A tear may result suddenly from a single traumatic event or develop gradually.
When patients present with rotator cuff tears, either to the tendons or muscles, they are unable to lift or rotate their arm with the same range of motion as before and also experience sever pain when using the arm. Pain is commonly felt at night and typically radiates down the arm.
Our osteopaths can help keep your shoulder strong and flexible and reduce the pain and weakness.
If symptoms persist or worsen, surgery may be required and you may be referred for an X-ray or MRI to confirm diagnosis.
As many patients will agree, a frozen shoulder is an extremely painful condition in which the shoulder completely or partially stiffens.
The lining of the shoulder joint, known as the ‘capsule’, is a very flexible elastic structure, giving the joint a huge range of motion.
If this capsule and its surrounding structures become inflamed and contracted then that elasticity is lost, and it leads to pain and stiffness.
Frozen shoulder can appear from nowhere or is triggered by a seemingly mild injury.
The return to full movement may take several years.
We recommend early diagnosis and osteopathic treatment to prevent further stiffness and increase the shoulder’s range of movement.
Patients who are suffering from subacromial impingement usually have difficulty in reaching behind their backs, and experience pain using the arm above their head.
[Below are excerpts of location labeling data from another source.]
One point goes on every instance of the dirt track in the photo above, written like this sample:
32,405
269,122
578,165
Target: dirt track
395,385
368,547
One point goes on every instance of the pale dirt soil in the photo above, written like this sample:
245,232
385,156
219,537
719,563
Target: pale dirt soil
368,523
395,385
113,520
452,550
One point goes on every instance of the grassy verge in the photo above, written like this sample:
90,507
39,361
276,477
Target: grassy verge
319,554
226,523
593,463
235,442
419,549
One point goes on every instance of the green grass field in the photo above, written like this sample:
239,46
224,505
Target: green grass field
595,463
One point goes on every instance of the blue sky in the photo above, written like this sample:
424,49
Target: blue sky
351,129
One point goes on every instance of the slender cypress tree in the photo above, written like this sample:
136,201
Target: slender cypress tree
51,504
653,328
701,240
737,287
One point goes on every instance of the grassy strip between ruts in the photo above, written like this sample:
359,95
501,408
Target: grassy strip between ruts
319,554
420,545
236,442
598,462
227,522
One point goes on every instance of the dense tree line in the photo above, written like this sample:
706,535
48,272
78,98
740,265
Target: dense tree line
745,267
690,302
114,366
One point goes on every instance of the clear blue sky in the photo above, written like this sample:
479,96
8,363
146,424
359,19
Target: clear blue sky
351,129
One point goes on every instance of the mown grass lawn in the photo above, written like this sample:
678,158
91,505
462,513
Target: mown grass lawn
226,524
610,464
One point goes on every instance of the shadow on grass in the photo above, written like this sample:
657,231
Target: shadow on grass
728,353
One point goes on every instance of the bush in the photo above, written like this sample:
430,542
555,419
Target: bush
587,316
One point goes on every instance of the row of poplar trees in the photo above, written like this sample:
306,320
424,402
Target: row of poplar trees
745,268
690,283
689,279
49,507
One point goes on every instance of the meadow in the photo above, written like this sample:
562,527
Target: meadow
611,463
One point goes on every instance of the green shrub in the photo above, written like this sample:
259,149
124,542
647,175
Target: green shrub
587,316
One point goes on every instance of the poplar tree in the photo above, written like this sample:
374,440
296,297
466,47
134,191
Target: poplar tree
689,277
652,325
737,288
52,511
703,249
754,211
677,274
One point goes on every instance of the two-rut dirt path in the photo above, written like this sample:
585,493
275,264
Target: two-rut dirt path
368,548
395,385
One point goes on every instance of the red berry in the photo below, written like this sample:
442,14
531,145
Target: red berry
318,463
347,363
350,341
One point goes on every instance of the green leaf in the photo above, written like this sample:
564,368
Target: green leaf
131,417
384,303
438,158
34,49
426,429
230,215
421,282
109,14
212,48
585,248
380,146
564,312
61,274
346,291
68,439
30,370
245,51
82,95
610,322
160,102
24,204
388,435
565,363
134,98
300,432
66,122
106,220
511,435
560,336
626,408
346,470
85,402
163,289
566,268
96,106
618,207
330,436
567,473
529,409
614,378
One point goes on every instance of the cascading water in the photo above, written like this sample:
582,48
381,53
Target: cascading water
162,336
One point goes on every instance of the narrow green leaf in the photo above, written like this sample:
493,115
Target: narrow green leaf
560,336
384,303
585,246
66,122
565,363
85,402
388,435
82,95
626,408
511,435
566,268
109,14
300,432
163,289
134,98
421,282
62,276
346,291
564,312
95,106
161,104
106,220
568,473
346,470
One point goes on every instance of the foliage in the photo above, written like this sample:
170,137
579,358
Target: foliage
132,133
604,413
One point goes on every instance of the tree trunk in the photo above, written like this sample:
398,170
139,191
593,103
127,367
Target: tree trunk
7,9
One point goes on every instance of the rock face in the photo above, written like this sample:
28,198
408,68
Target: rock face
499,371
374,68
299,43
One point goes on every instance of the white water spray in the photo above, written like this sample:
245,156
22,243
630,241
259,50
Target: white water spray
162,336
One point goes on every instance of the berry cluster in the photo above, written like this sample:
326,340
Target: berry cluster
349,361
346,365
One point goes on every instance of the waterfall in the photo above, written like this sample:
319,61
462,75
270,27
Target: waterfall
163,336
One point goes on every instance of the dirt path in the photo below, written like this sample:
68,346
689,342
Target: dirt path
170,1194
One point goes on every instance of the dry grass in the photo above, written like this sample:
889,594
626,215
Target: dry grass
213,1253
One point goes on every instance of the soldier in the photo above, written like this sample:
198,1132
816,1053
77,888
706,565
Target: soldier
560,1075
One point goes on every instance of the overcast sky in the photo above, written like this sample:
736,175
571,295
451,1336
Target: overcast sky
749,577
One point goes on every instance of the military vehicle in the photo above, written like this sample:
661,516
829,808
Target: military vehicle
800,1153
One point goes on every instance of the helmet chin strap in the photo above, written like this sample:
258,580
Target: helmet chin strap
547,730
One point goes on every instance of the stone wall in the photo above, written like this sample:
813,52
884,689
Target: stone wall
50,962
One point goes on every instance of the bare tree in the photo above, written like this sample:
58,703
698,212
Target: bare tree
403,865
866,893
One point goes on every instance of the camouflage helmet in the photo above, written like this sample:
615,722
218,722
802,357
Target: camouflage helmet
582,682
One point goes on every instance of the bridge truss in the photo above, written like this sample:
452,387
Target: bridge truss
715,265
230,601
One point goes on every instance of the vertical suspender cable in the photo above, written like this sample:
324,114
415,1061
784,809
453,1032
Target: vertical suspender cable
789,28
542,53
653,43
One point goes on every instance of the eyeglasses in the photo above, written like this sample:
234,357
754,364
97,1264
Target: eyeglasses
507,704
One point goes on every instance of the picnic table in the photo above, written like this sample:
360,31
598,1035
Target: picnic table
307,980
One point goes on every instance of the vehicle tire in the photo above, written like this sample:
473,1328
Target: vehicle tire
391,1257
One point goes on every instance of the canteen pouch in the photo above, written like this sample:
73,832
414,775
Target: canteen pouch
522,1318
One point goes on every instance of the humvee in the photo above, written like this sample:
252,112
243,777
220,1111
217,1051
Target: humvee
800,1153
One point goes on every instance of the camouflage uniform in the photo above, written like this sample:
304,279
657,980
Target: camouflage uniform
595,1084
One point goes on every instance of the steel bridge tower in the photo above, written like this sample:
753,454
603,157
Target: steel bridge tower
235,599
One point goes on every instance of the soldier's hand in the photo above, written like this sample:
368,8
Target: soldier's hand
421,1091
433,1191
Their shoulder muscles are also weakened.
One of the rotator cuff muscles lies under the roof of the shoulder in a space known as the acromion. Between the tendons and the acromion is a fluid-filled sac which allows tendons to work comfortably when the arm is raised.
Simply put, if there is a subacromial impingement, the rotator cuff can’t work effectively, movement is impaired and it is very painful.
We see this condition linked to:
Sports Shoulder Injuries
Shoulder injuries are quite common in sport.
They include dislocations, Acromioclavicular joint (ACJ) injuries, the aforementioned rotator cuff injuries, labral tears, thrower’s shoulder, biceps injuries, bursitis and fractures.
Contact sports, such as rugby, tend to be more associated with dislocations and ACJ injuries,
while rotator cuff tears and biceps lesions are more common in heavy weight-lifting.
Fractures around the shoulder usually involve crashes or a fall from heights, for example in cycling or rock-climbing.
It can be hard to fully assess shoulder injuries because unfortunately a simple muscle strain can appear very similar to a more serious injury.
We advise early assessment from a doctor or osteopath, and in some cases we refer where necessary for x-rays and scans.